Florida State University researchers examined whether social media usage is linked to eating disorders. The first study examined 960 college women who answered a self-reported eating disorder screening assessment. As a result, there was a small but still significant positive correlation found between eating disorders and the duration of Facebook usage by these women. The second study examined 84 women from the first study and divided them into two groups. Group 1 was told to use Facebook as they typically would for 20 minutes. While, group 2 was asked to research the ocelot, a rainforest cat, on Wikipedia and YouTube. This second study concluded that the first group had reported greater body dissatisfaction than the second group.
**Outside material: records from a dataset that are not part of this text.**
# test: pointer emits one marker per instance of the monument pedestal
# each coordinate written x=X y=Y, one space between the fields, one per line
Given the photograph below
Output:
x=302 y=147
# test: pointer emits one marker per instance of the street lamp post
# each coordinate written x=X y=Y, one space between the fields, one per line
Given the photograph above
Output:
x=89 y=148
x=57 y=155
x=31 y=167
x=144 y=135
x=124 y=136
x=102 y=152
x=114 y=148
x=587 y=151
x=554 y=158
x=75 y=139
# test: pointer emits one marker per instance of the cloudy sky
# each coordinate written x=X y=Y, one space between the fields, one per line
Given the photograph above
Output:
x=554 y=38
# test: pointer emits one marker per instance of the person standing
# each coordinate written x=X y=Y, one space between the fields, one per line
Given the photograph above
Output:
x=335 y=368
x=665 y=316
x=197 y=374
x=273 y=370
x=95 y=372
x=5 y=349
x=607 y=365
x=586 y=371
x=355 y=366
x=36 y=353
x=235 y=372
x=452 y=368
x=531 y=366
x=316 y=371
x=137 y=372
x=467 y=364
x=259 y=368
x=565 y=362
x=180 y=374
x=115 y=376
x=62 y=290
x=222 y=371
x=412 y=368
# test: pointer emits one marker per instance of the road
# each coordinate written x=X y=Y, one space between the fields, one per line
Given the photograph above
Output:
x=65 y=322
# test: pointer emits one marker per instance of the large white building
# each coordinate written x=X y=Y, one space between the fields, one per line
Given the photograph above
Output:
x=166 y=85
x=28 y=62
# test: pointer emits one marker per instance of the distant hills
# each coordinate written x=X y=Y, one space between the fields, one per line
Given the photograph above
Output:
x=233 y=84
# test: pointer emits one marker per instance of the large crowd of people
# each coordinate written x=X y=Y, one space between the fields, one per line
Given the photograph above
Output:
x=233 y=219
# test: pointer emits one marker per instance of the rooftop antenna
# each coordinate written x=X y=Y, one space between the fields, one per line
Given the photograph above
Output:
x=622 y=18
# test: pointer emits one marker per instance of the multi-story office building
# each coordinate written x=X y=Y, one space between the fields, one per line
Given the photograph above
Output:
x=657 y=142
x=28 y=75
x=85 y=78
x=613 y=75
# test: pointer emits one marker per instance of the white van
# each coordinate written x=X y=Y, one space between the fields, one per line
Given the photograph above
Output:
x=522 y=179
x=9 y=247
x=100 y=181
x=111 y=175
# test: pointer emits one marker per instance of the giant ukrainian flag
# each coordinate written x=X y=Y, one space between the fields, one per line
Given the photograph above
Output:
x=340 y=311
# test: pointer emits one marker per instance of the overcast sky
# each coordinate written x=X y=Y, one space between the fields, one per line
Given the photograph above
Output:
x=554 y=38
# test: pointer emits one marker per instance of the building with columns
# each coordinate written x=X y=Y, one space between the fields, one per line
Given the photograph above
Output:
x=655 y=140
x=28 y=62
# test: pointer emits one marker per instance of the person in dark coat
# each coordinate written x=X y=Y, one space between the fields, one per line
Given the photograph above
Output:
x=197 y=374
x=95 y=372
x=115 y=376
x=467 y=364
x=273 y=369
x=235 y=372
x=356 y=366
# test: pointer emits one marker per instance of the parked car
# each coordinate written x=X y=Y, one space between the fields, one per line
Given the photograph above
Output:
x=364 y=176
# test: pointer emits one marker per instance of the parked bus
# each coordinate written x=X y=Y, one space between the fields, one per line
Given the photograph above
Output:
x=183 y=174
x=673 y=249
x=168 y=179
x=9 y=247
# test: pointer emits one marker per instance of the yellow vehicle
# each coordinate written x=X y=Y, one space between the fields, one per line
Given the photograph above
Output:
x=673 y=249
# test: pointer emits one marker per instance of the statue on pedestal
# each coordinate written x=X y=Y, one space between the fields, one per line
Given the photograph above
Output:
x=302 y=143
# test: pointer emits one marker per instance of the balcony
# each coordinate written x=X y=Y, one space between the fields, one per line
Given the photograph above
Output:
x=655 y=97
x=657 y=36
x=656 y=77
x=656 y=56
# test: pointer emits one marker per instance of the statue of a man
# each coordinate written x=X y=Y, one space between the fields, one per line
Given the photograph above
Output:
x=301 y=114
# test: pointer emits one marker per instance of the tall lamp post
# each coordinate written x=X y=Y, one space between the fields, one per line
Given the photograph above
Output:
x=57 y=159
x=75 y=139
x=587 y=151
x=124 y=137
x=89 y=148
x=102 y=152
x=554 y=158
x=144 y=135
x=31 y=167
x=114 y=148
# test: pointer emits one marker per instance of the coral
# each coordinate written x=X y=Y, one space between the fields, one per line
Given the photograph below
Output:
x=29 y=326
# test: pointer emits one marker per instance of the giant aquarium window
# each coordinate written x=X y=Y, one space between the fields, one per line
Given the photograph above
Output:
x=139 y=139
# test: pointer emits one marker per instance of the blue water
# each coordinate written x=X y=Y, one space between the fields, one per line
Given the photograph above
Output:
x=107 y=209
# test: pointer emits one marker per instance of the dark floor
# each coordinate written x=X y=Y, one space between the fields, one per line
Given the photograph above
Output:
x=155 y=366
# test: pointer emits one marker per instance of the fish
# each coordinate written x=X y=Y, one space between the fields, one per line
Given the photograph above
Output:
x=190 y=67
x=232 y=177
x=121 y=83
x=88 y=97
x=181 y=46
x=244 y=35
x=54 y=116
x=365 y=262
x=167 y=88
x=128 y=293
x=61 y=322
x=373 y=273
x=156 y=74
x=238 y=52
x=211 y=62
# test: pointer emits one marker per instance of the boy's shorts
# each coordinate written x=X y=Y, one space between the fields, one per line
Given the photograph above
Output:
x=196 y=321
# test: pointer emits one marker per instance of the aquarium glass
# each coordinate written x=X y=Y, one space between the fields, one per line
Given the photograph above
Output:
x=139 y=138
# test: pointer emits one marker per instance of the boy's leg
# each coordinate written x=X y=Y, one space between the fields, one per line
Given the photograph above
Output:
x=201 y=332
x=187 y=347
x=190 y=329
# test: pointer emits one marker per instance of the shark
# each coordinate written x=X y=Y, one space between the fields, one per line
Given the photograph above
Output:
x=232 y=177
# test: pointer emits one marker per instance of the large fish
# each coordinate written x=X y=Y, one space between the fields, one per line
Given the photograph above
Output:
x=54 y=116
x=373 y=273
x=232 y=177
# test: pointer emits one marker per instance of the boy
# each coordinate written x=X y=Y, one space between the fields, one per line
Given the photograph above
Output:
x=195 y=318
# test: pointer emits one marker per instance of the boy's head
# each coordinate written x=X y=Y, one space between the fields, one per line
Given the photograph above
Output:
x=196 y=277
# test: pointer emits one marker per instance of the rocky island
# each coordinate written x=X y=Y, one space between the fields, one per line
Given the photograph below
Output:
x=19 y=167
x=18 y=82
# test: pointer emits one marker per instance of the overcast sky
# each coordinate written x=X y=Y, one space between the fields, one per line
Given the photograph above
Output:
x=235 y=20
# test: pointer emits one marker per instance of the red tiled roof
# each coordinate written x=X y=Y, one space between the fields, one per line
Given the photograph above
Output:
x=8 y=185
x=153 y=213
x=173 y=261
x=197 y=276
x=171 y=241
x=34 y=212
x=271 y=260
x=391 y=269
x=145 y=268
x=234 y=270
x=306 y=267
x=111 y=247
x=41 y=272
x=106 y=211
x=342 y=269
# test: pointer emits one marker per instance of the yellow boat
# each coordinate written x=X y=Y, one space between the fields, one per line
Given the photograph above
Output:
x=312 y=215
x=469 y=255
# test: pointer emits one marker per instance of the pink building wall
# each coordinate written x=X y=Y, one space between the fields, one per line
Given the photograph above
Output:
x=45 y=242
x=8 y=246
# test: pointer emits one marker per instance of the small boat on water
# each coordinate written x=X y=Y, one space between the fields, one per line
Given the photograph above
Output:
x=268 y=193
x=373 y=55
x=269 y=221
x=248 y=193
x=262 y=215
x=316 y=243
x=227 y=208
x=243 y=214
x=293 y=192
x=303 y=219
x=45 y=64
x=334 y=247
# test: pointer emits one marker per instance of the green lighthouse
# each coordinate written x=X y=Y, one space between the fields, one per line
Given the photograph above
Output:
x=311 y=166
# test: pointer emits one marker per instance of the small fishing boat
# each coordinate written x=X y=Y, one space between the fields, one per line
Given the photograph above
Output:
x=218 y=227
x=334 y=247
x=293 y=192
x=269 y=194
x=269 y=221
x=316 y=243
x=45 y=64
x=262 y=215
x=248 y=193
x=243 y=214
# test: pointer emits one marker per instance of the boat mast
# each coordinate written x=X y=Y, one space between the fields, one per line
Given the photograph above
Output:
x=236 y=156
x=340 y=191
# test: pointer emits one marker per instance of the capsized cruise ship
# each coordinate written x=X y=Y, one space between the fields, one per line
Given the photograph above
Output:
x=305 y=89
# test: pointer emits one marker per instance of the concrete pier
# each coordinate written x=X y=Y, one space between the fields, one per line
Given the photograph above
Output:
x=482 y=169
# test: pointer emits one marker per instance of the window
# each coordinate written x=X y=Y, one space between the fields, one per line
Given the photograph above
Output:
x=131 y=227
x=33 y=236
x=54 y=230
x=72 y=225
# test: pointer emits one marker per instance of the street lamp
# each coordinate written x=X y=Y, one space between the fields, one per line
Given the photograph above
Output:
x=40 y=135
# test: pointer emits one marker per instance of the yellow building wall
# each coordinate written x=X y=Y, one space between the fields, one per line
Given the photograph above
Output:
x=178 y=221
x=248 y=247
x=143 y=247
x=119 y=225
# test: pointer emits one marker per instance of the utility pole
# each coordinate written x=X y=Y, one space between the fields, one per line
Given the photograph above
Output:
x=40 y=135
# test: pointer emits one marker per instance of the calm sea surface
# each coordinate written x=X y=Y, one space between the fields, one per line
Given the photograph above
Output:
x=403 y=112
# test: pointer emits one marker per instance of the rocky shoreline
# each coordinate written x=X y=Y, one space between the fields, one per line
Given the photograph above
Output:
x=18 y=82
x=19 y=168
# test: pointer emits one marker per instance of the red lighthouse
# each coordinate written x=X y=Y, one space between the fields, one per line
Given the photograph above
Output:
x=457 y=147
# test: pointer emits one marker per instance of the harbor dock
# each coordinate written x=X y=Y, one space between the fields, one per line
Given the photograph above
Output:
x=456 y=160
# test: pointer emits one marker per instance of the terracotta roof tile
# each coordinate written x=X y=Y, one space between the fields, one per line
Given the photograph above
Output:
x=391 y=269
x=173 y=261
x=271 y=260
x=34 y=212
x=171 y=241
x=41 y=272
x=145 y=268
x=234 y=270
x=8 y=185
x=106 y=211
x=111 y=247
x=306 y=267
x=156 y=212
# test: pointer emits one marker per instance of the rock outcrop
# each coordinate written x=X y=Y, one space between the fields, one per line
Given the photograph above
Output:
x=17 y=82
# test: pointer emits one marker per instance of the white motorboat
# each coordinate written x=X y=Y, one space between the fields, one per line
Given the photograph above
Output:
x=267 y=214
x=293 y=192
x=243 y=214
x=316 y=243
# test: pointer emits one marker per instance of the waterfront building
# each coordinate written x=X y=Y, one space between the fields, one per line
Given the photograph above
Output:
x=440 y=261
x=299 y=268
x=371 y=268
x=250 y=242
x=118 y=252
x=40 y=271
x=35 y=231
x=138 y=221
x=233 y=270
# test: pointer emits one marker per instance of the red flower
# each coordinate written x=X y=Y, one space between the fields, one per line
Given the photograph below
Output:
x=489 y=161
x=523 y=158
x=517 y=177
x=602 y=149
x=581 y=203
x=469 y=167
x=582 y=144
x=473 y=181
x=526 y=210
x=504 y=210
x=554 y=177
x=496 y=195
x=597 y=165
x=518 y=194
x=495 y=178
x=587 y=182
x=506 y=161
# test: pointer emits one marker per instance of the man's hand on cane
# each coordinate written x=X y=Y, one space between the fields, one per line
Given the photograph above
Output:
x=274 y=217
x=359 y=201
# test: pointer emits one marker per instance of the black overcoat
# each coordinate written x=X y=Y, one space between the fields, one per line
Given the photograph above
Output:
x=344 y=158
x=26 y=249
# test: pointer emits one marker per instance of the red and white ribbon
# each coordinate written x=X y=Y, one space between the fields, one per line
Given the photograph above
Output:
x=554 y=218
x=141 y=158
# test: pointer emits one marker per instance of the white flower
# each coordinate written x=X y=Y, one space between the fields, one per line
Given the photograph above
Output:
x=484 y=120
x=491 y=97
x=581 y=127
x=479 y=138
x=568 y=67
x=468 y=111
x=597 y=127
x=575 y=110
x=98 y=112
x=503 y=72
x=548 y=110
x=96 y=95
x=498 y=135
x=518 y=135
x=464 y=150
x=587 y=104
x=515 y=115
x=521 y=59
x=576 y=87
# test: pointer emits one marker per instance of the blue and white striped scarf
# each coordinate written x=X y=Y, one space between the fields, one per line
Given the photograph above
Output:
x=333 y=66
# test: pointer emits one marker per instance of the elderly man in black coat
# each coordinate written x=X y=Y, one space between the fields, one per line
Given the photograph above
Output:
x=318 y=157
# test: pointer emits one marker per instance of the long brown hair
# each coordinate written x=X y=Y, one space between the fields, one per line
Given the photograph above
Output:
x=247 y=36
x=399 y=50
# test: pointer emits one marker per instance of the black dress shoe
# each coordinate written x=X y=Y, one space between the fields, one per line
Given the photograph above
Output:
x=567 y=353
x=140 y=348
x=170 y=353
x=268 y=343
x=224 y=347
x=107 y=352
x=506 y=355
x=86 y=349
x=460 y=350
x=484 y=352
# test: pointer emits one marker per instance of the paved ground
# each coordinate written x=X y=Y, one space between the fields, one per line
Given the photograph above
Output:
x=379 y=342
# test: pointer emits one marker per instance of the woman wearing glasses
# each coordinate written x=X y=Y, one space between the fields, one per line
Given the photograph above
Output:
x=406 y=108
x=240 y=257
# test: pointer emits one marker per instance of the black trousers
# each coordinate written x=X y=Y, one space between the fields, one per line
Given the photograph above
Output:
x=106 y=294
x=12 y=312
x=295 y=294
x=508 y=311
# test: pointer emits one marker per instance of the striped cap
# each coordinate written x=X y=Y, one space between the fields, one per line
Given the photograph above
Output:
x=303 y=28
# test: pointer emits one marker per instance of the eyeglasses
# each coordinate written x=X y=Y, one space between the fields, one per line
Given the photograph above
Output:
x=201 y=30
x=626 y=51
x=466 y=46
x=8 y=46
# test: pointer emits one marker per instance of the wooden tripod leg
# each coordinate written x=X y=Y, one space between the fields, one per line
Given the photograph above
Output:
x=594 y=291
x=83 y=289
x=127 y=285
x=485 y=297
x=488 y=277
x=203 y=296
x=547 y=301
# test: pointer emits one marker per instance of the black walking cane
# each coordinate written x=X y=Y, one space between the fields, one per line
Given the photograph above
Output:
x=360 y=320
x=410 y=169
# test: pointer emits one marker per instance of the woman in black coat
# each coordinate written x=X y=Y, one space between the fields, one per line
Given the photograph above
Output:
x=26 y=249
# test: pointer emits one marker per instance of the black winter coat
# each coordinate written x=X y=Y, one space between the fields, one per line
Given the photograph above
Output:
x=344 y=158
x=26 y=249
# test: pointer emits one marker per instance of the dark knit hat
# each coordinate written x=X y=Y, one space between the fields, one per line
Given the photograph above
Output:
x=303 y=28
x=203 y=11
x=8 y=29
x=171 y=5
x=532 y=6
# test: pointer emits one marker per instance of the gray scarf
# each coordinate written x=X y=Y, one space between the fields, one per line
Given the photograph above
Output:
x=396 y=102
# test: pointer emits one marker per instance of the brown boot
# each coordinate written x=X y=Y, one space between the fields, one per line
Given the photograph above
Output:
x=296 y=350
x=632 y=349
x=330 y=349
Furthermore, showing that there is some connection between Facebook use and eating disorders.
According to these studies, social media platforms should not be held responsible for causing eating disorders. Many illnesses have a complex of biological, psychological and cultural roots, so placing blame on social media websites wouldn’t be fair. More research on this topic should be done to have a more complete evaluation of this situation. Social media can also be used as a positive tool for early intervention and recovery. This is an aspect that is overlooked a lot with eating disorders but, it is important to understand how helpful they could be or if these sites are at all.
The article also provides the writer’s personal experience that she witnessed on a daily basis at work. She describes websites like Facebook, as being toxic. These websites allow access to images or messages that can trigger disordered eating. When she had suffered from her own personal eating disorder problems, she focused on the thigh gap issue that I have touched upon in a previous blog entry, as well as “Thinspiration.” Thinspiraitons seems to be a popular word in the eating disorder world. According to her, social media doesn’t cause these negative thoughts, it just amplifies them. Therefore, social scientists and websites need to focus their work on finding efficient ways to effectively promote media literacy, self-acceptance, support, recovery and body image activism. Social media can be used in a positive way, but scientists need to bring people the courage to fight urges and negative thoughts to focus searches on positive body images and thoughts within the social sites.